[高等部通信11月号]学園長より~可能性の扉~③

2018年1月4日

3、自然学園 学園祭(思いやり収穫祭)2日目、模擬店、展示会

 

各クラスで出店した模擬店は、保護者の皆様にお手伝いいただくことなく、生徒が主体的にクラスごとに協力しながら、できるだけたくさんのお客さんが購入していただけるような商品の工夫をしたようです。特に2年生、3年生は藤まつりの経験を踏まえて、なるべく多くのお客さんに喜んでもらえるような商品を提供して売り上げをあげていこうという目標をもって、商品の調理、販売、告知、呼び込み、材料の仕入・管理、かたづけ、食器、調理器具の洗浄などそれぞれの役割の中で企画段階から熱心に取り組んでいました。私はそんな生徒の様子を観察しながら

今回の成功を確信していました。

 

 

自分が遂行した業務を喜んでくれる人たちのために働くこと、そのことにやりがいを感じてより喜んでもらえるために自己研鑽を図り努力することを経験のなかで体感することが、自然学園で行う学校行事の大きな意義だと思っています。

 

自然学園は体験授業を積極的に取り入れていますが、実際に行動として経験してみることで日ごろからSST(ソーシャルスキルトレーニング)で学んでいる「協調性」「協働」「トラブルがあったときの問題解決のスキル」「社会的な秩序における礼儀を踏まえた人に対する態度や言葉遣いなど社会性の育成」などは、実践で繰り返し学ぶ経験から般化できるものです。

 

模擬店などでお客さんに美味しいと感じてほしいと、思い考え企画して調理した商品をおいしいと喜んで食べてもらったうれしさが成功事例となって、今までの自身の行動の肯定につながります。そして自分の気持ちの中で対人関係のやり取りが落とし込めたときに、社会的に正しい行動の定着につながるものです。

 

3年生の塩焼きそばは、普段食べなれているソース焼きそばと違って、干しエビが塩味のアクセントになっていてあっさりしていてうまみがあり、後を引くようなしつこくない深い味わいのコクの深さを鉄板で焼いた麺とソーセージの風味が一体になった絶品でした。

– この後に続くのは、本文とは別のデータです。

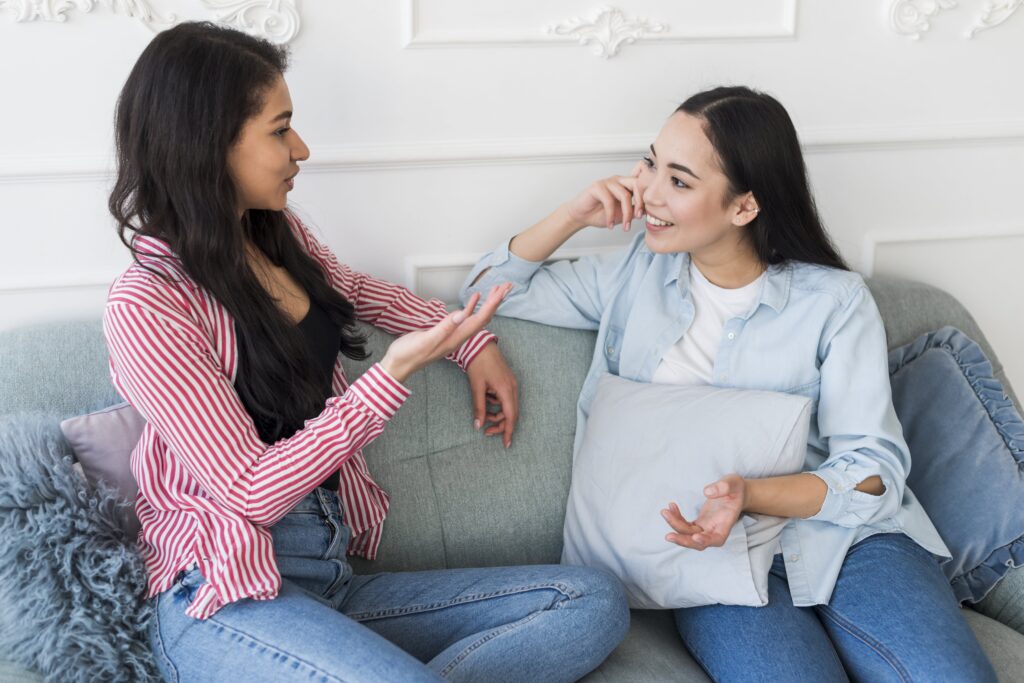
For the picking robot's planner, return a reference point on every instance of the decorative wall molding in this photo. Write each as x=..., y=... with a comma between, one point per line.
x=348, y=158
x=993, y=14
x=276, y=20
x=607, y=29
x=912, y=17
x=56, y=10
x=871, y=241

2年生のもつ煮込みとごはんのセットもこれしかない究極の組み合わせのように感じました。以前、私の勤務地が新橋に近く、よくガード下のもつ焼き屋で職場の仲間と飲み歩いていましたが、そのとき食べた煮込みの味付けを思い出してしまいました。塩味風味の味わい深い煮込みのスープに新鮮な豚もつ、牛もつと大根、ニンジンが程よく溶け込んで、自然にごはんを口の中に頬張ってしまうおいしさです。またごはんは農業実習で手伝わせていただいた田んぼから収穫できた新米なので、ご飯だけでも新鮮な甘みとうまみが一粒、一粒に凝縮されています。生徒の皆さんと担任の先生が一緒に考えたそうですが、お客さんのよろこびそうな商品をよく考えたと感心しました。

 

売り上げも3年生が最も多く1年生が次に多い売り上げを記録しました。生徒の充実した笑顔に私もうれしくなりました。

時には「遅い!」「味が濃い」「味が薄い」などと怒られながら、効率的に安定した味が作れるように努力したことで、「ありがとう」「おいしかったよ」とお客さんから言っていただいたことの喜びや充実感は、社会に出るうえで貴重な経験になったと思います。それと同時にお金を頂くことの厳しさを肌身で体験できたのではないでしょうか。このような実践的な経験を積み重ねるなかで、自然学園の学校行事の一つひとつが、ソーシャルスキルを体得する場であり、「働くことの意義」「働くことは何か」を考え、答えを探していくキャリア教育になっていると思っています。